Head Teacher's Pet Projects!
13th September 2017
When Roxanne Taylor became head of a large Catholic primary school last September, she could have been forgiven for hoping to ease her way into the role. As with the best-laid plans, however, things didn’t quite work out that way. One year on at St Paulinus' School, Dewsbury, Roxanne can look back on an Ofsted inspection, Diocesan RE inspection, the creation of a school farm and the small matter of planning her own wedding.
Barely two months into her headship came the 'phone call with news that sets every head teacher’s nerves jangling - an Ofsted inspection was imminent.
‘I felt a lot of pressure because the inspection focussed on my leadership and management,’ said Roxanne. ‘I had to demonstrate that as a new head I was leading the school in the right direction and that my leadership was sound. I was so relieved that the verdict was ‘good’; I felt very proud of the children and all the staff.’
Then in June came the Section 48 inspection by the Diocese of Leeds into the Catholic life of the school and religious education.
‘I think I felt even more nervous for this inspection because it looks at the head as a faith leader and whether they are living the mission of our faith.’
The fact that Roxanne is a former pupil of the school – she left in 1995 – may have been an added reason for her feeling under pressure.
‘I was aware that I was following in the footsteps of an excellent head, Roxanna Drake, who retired last year, and also Margaret Baker, who was head when I was a pupil here. To be entrusted with the role of guiding children along their journey in faith is both an honour and a responsibility.’

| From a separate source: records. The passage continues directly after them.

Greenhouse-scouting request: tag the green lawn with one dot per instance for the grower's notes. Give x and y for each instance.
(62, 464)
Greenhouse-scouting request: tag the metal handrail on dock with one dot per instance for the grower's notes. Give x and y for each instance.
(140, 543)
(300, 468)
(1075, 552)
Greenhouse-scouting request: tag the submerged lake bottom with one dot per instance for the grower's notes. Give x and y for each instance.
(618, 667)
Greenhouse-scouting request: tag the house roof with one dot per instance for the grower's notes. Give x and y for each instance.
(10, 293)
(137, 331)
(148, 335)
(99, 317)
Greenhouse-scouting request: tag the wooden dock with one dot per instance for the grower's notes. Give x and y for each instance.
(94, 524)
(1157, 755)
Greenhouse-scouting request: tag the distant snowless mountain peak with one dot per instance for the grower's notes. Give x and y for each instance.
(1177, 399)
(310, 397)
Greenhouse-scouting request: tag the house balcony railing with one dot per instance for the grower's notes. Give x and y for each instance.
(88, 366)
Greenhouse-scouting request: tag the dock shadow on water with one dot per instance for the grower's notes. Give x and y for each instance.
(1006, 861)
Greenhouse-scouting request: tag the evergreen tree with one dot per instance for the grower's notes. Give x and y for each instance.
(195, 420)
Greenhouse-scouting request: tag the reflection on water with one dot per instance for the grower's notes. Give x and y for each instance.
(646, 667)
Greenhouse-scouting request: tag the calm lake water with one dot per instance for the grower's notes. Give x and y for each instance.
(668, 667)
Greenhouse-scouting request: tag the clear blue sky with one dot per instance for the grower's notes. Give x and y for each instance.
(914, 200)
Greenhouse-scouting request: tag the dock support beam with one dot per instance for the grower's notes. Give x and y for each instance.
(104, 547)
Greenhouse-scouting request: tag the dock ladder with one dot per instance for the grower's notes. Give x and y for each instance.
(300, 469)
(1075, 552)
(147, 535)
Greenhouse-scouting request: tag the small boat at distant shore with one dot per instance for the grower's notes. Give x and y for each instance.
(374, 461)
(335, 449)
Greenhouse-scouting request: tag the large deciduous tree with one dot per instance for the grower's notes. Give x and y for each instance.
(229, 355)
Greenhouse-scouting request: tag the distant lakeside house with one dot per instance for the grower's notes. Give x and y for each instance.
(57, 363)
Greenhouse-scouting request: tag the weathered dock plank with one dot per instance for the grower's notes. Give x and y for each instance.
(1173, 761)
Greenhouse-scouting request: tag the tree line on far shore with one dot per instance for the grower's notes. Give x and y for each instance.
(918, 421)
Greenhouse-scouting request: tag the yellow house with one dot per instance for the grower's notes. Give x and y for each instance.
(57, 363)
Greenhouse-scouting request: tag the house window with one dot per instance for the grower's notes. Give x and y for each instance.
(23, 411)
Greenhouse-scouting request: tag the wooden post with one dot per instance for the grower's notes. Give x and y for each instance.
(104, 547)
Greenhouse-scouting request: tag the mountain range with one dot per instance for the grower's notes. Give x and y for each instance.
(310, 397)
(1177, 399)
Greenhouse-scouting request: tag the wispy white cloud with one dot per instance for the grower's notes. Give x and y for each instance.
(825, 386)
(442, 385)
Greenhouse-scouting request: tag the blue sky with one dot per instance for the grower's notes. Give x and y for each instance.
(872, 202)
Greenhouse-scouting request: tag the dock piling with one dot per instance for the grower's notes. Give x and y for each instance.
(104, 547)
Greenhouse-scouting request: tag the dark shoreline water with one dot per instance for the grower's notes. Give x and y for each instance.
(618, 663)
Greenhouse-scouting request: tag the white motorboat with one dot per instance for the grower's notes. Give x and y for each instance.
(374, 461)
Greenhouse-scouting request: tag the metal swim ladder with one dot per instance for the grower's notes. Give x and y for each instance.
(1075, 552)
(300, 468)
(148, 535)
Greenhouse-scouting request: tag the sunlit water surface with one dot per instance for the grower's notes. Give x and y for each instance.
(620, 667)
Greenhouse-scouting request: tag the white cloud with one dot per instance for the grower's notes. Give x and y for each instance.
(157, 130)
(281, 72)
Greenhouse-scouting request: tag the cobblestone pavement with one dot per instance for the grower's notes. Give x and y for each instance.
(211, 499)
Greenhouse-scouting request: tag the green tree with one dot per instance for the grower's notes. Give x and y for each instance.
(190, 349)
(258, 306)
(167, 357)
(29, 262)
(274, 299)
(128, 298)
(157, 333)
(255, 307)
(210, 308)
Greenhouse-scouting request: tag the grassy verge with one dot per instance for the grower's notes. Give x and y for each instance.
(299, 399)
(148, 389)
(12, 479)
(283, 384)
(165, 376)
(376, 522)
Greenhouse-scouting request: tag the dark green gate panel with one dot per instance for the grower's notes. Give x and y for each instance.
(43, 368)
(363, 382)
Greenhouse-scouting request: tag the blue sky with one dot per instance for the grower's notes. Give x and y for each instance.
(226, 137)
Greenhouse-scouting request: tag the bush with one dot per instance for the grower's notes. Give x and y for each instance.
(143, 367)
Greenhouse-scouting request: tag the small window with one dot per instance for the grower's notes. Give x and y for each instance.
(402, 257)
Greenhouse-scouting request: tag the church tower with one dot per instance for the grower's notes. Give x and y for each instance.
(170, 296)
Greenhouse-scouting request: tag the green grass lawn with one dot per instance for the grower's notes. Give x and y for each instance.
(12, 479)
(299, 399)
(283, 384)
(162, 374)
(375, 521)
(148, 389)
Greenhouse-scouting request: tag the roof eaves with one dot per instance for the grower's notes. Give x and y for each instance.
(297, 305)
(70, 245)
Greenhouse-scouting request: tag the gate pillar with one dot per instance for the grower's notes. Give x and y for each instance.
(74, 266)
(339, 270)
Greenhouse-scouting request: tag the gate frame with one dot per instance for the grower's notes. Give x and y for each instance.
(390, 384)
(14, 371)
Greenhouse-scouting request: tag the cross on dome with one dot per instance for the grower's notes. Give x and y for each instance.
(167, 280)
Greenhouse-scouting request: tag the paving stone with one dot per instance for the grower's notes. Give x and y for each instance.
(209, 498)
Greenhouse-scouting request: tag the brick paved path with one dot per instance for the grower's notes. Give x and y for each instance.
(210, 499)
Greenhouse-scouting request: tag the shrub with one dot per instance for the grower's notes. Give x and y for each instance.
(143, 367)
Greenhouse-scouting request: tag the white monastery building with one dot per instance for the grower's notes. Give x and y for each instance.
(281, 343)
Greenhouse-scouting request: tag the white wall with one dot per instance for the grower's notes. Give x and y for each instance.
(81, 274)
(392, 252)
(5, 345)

But again Roxanne had reason to be delighted with the verdict, and St Paulinus remains an ‘outstanding’ Catholic school. The inspection report notes:
‘This school inspires all within this faith community to live life to the full, learn to the very best of their ability and to love in the image of Our Blessed Lord.’
Also commended is the fact that ‘all pupils are nurtured and cherished by all members of the school community, thus putting the school’s newly formed mission of "Inspiring all to live, learn and love in the light of Jesus" into practice.’
Despite a very busy year Roxanne could not dismiss a ‘crazy’ idea that had taken hold – to create a school farm.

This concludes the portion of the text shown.